OPINION:
Last year, Americans spent an estimated $374 billion on prescription drugs, up 13 percent from the year before. These drugs include OxyContin, Vicodin, Percocet and others that the federal Food and Drug Administration (FDA) approved for sale without regard to their potential for abuse.
Meanwhile, the “potential for abuse” was used for many years to block even a discussion of the possible medical benefits of cannabis. And now federal officials are using it again to attack another potential natural remedy, kratom.
Kratom (Mitragyna speciosa), which derives from a tree that grows in Thailand, Malaysia, Indonesia and Papua New Guinea, has been found to reduce pain, lessen dependence on opiates (like OxyContin), and work as a mild stimulant.
The U.S. Drug Enforcement Administration considers kratom a “drug of concern.” The Food and Drug Administration (FDA) calls it “dangerous.”
Last year, U.S. marshals, at the request of the FDA, seized more than 25,000 pounds of raw kratom in Van Nuys, Calif. The action, explained Melinda Plaisier, FDA associate commissioner for regulatory affairs, “was taken to safeguard the public from this dangerous product.” Ms. Plaisier called kratom “a botanical substance that poses a risk to public health and has the potential for abuse.”
Kratom’s potential for benefit was of no apparent concern.
Edward Boyer, professor of emergency medicine and director of medical toxicology at the University of Massachusetts Medical School, told Scientific American in 2013 that kratom blunts a patient’s withdrawal from opioids “awfully, awfully well.”
Dr. Boyer explained that kratom binds with serotonin receptors. “So if you want to treat depression, if you want to treat opioid pain, if you want to treat sleepiness,” kratom “really puts it all together.” It gives addicts access to a drug that effectively treats pain without causing respiratory problems.
Oregon resident Paul Kemp occasionally uses kratom, he says, to ease back pain, help him relax and gain energy. Last year Mr. Kemp told reporters it was “ludicrous” for the FDA to stop the importation of kratom on the grounds that it “may be” dangerous, when FDA-approved products such as OxyContin are known to be dangerous.
Likewise, FDA-approved Xanax and Valium are often abused, along with the “psychostimulant” Adderall, used to treat attention deficit hyperactivity disorder.
What bothers the FDA, Mr. Kemp writes, is that kratom is being used very effectively as “a way for America’s prescription drug addicts to break free without experiencing the usually traumatic withdrawal symptoms that stop most victims of OxyContin and other opioids from getting clean.”
Edward Boyer, the toxicology professor, acknowledges that kratom can be abused, but “speaking as a scientist, a physician and a practicing clinician, I think the fears of adverse events don’t mean you stop the scientific discovery process totally,” he told Scientific American.
If big pharma isn’t behind something, the attitude seems to be in Washington, legislators and regulators don’t even want to talk about it.
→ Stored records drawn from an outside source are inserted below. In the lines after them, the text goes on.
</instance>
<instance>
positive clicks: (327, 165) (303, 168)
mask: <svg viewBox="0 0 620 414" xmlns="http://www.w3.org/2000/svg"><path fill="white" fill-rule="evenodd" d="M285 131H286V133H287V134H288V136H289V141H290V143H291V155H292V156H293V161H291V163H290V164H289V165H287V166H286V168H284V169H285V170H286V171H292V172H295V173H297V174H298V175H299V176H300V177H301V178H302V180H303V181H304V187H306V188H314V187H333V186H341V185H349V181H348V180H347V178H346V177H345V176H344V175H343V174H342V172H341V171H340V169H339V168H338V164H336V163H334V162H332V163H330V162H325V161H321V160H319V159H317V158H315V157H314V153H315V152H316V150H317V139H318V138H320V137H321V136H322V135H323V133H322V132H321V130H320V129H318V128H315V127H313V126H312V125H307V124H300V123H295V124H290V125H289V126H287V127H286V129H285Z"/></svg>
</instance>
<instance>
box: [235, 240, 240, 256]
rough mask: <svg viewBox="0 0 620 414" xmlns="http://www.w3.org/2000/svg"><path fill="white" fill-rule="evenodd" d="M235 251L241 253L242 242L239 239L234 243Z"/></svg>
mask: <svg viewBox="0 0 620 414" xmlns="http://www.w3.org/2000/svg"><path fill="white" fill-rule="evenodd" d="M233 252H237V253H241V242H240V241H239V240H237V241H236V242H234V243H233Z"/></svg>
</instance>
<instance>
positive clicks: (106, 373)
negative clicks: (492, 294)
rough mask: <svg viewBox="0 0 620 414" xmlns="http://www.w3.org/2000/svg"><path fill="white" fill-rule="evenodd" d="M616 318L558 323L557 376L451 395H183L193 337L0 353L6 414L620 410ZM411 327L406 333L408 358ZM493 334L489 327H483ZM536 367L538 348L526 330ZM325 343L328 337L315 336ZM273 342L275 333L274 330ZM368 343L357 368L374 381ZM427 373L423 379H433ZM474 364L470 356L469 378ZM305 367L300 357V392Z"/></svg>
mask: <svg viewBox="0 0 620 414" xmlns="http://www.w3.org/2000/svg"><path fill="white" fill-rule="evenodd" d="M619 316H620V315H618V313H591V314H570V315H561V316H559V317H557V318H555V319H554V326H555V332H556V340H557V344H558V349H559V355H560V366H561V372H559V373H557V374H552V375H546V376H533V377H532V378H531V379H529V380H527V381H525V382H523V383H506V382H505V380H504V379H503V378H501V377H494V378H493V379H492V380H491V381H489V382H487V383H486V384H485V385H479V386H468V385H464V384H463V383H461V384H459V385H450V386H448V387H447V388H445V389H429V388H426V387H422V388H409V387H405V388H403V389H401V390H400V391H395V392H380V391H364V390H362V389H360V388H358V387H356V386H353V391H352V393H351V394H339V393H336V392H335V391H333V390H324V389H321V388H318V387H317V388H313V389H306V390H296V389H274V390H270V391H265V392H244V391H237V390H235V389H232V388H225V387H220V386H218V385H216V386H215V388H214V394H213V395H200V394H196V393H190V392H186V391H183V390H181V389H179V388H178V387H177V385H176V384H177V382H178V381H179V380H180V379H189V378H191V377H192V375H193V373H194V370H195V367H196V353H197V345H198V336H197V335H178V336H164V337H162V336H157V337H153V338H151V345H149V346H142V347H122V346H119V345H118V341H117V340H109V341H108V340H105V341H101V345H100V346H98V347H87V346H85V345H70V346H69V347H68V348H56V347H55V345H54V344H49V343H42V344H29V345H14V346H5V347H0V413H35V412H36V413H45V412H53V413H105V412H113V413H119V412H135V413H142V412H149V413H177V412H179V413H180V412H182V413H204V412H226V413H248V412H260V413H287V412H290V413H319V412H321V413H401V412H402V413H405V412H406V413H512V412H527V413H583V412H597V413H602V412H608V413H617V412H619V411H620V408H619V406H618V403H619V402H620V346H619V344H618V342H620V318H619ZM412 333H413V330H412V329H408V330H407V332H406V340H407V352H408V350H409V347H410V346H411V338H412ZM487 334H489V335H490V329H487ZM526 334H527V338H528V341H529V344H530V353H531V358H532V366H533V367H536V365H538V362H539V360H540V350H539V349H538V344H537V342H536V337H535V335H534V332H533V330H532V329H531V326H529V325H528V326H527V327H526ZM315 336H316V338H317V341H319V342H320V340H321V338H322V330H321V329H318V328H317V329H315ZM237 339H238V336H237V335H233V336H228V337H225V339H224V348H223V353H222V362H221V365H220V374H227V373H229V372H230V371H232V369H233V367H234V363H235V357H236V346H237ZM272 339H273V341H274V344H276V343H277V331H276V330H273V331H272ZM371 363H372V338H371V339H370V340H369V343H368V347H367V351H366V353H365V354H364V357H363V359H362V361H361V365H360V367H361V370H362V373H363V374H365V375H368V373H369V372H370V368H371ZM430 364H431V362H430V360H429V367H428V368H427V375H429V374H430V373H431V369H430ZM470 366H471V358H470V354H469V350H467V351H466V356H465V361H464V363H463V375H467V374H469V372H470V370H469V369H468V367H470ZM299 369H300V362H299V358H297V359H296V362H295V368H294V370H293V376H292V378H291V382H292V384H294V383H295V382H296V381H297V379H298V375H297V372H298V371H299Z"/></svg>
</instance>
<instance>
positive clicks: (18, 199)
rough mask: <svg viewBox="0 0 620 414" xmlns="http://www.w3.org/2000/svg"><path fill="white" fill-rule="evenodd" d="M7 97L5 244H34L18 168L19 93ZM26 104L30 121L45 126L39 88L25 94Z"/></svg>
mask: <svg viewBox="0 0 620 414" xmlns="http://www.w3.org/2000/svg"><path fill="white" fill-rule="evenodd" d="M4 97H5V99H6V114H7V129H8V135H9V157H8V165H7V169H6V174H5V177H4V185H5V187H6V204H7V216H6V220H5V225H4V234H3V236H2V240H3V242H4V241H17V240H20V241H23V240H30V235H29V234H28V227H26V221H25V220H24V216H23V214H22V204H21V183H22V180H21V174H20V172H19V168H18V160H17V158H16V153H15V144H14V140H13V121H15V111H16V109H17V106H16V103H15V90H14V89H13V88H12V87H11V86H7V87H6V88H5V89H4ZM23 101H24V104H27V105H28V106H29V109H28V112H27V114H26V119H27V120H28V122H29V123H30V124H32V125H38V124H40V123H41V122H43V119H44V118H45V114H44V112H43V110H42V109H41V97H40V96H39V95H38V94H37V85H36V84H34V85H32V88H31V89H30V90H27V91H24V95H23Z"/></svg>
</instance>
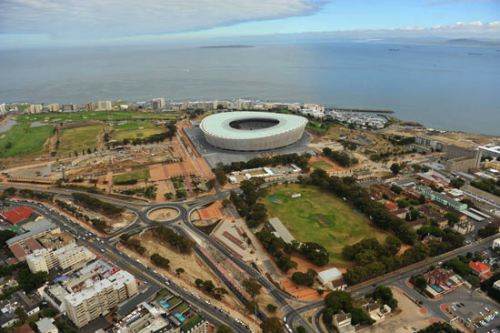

But talk and listen they should.
Scientific research should continue. Federal and state officials need to be open-minded, see where the scientific research leads, and consider all the evidence — including the testimony of people like Paul Kemp who swear that kratom has helped them.
Banning kratom or banning its ingredients, as Indiana has done, is the wrong message at the wrong time.
A better option at this stage would be to let the voters decide, as California did in 1996 with medicinal marijuana. Let voters decide if kratom should be banned — without proof — as a dangerous menace, or whether individuals suffering from withdrawal pain and other maladies should be free to make their own informed choices.
• Lloyd Billingsley is a policy fellow at the Independent Institute in Oakland, Calif.